Wednesday, March 18, 2009

Rosenthal on Original Public Meaning and the Problem of Incorporation

The New Originalism Meets the Fourteenth Amendment: Original Public Meaning and the Problem of Incorporation is a new article by Lawrence Rosenthal, Chapman University School of Law. It is forthcoming in the Journal of Contemporary Legal Issues. Here's the abstract:
This paper, prepared for a symposium on the Bill of Rights and the Fourteenth Amendment at the University of San Diego's Institute for Constitutional Originalism, examines the historical case for incorporation within the Fourteenth Amendment of the rights in first eight amendments to the Constitution in light of the recent turn in thinking about originalist methods of constitutional interpretation.
In recent decades, the historical case for incorporation has made something of a comeback, resting on strong evidence that many of the key framers of the Fourteenth Amendment considered the first eight amendments to be among the privileges and immunities of citizenship protected by the Fourteenth Amendment's Privileges or Immunities Clause. At the same time, however, most originalists have rejected the view that constitutional interpretation should be based on the intent of the framers, and instead have argued that constitutional text should be interpreted in light of its original public meaning. This approach, sometimes called "The New Originalism," seems to have prevailed in the Supreme Court; the Court's recent decision interpreting the Second Amendment's right to bear arms endorses original public meaning as the appropriate method of originalist interpretation.

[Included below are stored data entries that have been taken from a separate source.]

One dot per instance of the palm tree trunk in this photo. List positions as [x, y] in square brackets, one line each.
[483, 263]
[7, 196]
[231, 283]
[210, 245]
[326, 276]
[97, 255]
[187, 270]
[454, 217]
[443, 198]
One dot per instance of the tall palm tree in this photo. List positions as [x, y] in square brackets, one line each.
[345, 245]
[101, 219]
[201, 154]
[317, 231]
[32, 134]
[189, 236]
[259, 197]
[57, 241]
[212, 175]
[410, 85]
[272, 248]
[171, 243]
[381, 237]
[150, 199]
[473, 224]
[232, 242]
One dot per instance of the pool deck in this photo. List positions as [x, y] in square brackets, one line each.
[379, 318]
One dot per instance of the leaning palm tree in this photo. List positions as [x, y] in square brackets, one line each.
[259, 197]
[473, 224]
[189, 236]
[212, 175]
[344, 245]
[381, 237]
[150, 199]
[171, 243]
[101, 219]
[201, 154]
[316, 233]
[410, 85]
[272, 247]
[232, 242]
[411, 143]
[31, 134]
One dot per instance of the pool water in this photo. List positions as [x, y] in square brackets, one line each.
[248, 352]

This paper seeks to demonstrate that the New Originalism poses special problems for incorporation. The view of key framers that because the privileges and immunities of citizenship included the Bill of Rights was not the predominant one; although the concept of the privileges and immunities of citizenship at the time of the Fourteenth Amendment's framing was contested, the most widely shared view was the these privileges and immunities of citizens did not include the first eight amendments. Although many who crafted the Fourteenth Amendment had a different view, the evidence that the drafters succeeded in altering the public's understanding of the privileges and immunities of citizenship is in conflict, and in many respects unsatisfactory. Viewed through the lens of original public meaning, the historical case for incorporation is therefore problematic. The paper concludes that because the meaning of the Privileges and Immunities Clause at the time of ratification with rife with ambiguity, a nonoriginalist approach is a better way to tackle the incorporation problem, even for a New Originalist determined to base constitutional adjudication on methods for ascertaining constitutional meaning that were accepted in the framing era.